IREN Aktie: Zukunftspläne
IREN legt ein neues Aktienverkaufsprogramm im Volumen von sechs Milliarden US-Dollar auf, was etwa der Hälfte der Marktkapitalisierung entspricht. Während das Management den Ausbau der KI-Infrastruktur vorantreibt, wächst die Skepsis von Investoren.

- Neues Aktienprogramm entspricht halber Marktkapitalisierung
- Leerverkäufer Chanos kritisiert mangelnde Transparenz
- Großauftrag mit Microsoft als zentraler Wachstumstreiber
- Aktienkurs hat sich vom Jahreshoch fast halbiert
IREN hat ein neues Aktienverkaufsprogramm im Volumen von sechs Milliarden US-Dollar aufgelegt. Dieser Schritt entspricht in etwa der halben Marktkapitalisierung des Unternehmens und löste umgehend Sorgen vor einer starken Verwässerung der Altaktionäre aus. Während das Management die Mittel für den rasanten Ausbau der KI-Infrastruktur einsetzen will, rufen die Pläne prominente Kritiker auf den Plan.
Leerverkäufer bemängeln Transparenz
IREN ersetzte ein bereits vollständig ausgeschöpftes Programm durch eine neue Fazilität, die den schrittweisen Verkauf von Aktien über ein Konsortium von Investmentbanken wie Goldman Sachs und Jefferies ermöglicht. Die Erlöse sollen primär in den Ausbau von Rechenzentren und die Beschaffung neuer Hardware fließen.
Der bekannte Leerverkäufer Jim Chanos äußerte jedoch scharfe Kritik an der Maßnahme. Er bemängelte, dass IREN die Gelegenheit nicht nutzte, die bisherige Umsatzprognose von 500 Millionen US-Dollar für das laufende Quartal zu bestätigen. Stattdessen wechselte das Management zu einer rein langfristigen Prognosestruktur. Diese strategische Anpassung werten Marktbeobachter als mögliches Zeichen von Unsicherheit. Die Skepsis spiegelt sich auch in der Leerverkaufsquote wider, die zuletzt auf über 14 Prozent des Streubesitzes anstieg.

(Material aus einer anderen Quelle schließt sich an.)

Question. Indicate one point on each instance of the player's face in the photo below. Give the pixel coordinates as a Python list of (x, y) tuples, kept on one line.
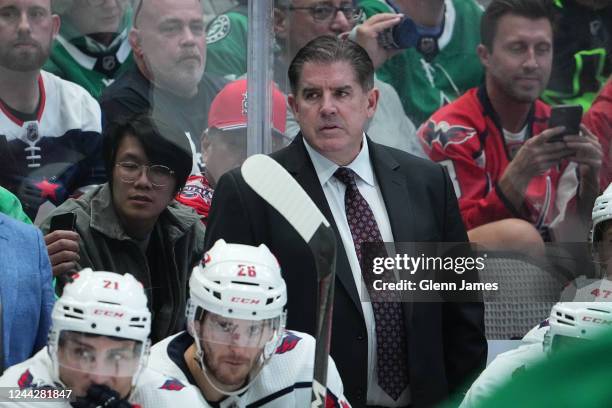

Infrastruktur als Gegenargument
Befürworter der Unternehmensstrategie bewerten die Kapitalmaßnahme völlig anders. Sie verweisen auf den enormen Kapitalbedarf, der für die Positionierung im KI-Sektor notwendig ist. Das Management plant, bis Ende 2026 rund 140.000 Grafikprozessoren (GPUs) zu installieren und einen annualisierten Umsatz von 3,4 Milliarden US-Dollar zu erreichen.

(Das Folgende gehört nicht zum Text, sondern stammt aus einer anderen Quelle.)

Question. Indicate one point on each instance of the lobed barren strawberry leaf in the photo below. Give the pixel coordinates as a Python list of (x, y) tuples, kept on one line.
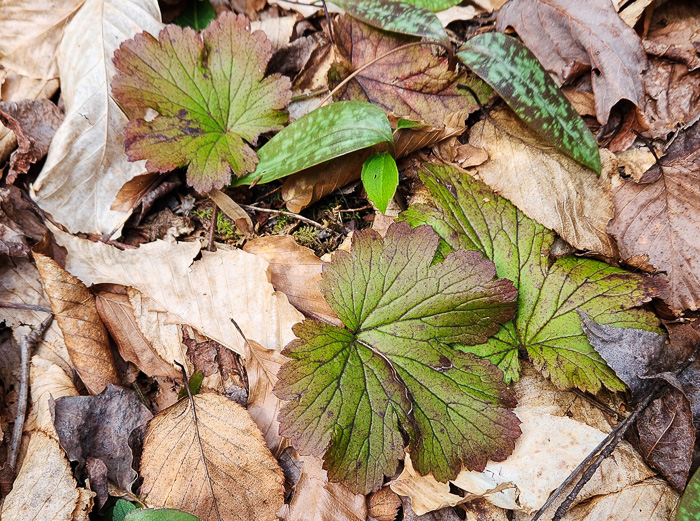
[(468, 215), (210, 93), (352, 392)]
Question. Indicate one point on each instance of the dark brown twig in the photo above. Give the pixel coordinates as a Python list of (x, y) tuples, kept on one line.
[(26, 344)]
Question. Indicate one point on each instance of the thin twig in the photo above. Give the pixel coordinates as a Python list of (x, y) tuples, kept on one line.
[(29, 307), (290, 214), (26, 344), (199, 439)]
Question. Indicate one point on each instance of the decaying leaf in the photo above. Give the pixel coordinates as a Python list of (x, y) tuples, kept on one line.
[(86, 165), (245, 478), (546, 185), (401, 314), (316, 499), (209, 112), (658, 219), (413, 84), (98, 427), (468, 215), (86, 337), (569, 37)]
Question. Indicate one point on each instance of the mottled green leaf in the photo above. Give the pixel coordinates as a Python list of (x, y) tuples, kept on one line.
[(468, 215), (198, 15), (352, 392), (396, 17), (380, 177), (324, 134), (210, 93), (689, 508), (516, 75)]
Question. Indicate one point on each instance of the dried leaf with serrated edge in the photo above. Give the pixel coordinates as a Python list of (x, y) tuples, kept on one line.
[(468, 215), (209, 111), (350, 389), (413, 83), (86, 337), (245, 477), (569, 37)]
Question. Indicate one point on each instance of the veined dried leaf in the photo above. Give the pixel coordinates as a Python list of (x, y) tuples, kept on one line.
[(244, 475), (75, 311), (86, 165)]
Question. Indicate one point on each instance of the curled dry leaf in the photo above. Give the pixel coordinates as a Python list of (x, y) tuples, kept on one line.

Ein zentraler Baustein dieser Expansion ist der 9,7 Milliarden US-Dollar schwere Vertrag mit Microsoft. Laut Co-CEO Daniel Roberts sichert die frühe Beschaffung der aktuell knappen Hardware einen entscheidenden strategischen Vorteil am Markt. Ein Finanzierungspaket sowie Vorauszahlungen von Microsoft in Milliardenhöhe decken bereits einen Großteil der dafür benötigten Investitionen ab.
Blick auf die Zahlen
Finanziell steht IREN mit 2,8 Milliarden US-Dollar an liquiden Mitteln und gesicherten Finanzierungen von 9,2 Milliarden US-Dollar robust da. Allerdings enttäuschten die jüngsten Quartalszahlen mit einem unerwartet hohen Verlust je Aktie und einem Umsatzrückgang von 23 Prozent gegenüber dem Vorquartal. An der Börse zollt das Papier dieser Gemengelage Tribut. Aktuell notiert die Aktie bei 34,30 Euro und hat sich damit im Vergleich zu ihrem 52-Wochen-Hoch fast halbiert, auch wenn auf Jahressicht noch ein deutliches Plus von über 385 Prozent zu Buche steht.

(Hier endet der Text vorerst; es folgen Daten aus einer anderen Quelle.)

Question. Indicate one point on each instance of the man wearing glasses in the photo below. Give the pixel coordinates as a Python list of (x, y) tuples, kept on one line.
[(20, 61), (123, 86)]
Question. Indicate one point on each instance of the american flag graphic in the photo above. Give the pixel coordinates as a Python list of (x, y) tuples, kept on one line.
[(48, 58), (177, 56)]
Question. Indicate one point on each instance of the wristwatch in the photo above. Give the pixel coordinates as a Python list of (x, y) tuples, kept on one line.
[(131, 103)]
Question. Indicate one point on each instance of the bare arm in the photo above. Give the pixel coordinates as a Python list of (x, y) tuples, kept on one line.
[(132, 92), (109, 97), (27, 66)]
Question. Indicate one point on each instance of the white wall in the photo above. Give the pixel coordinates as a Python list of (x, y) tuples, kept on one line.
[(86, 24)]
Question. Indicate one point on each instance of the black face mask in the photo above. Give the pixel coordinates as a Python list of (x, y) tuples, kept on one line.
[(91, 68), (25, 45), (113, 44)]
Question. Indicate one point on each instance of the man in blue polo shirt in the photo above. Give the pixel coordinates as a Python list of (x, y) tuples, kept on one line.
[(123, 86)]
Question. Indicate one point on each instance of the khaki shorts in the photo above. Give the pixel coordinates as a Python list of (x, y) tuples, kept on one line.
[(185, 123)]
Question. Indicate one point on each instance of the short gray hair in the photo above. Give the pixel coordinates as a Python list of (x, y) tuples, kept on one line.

Am 13. Mai 2026 wird IREN die Ergebnisse für das abgelaufene Quartal vorlegen. Analysten prognostizieren für diesen Stichtag einen Verlust von 0,22 US-Dollar je Aktie. Dieser Termin markiert die nächste konkrete Bewährungsprobe für die operative Umsetzung der groß angelegten KI-Infrastrukturpläne.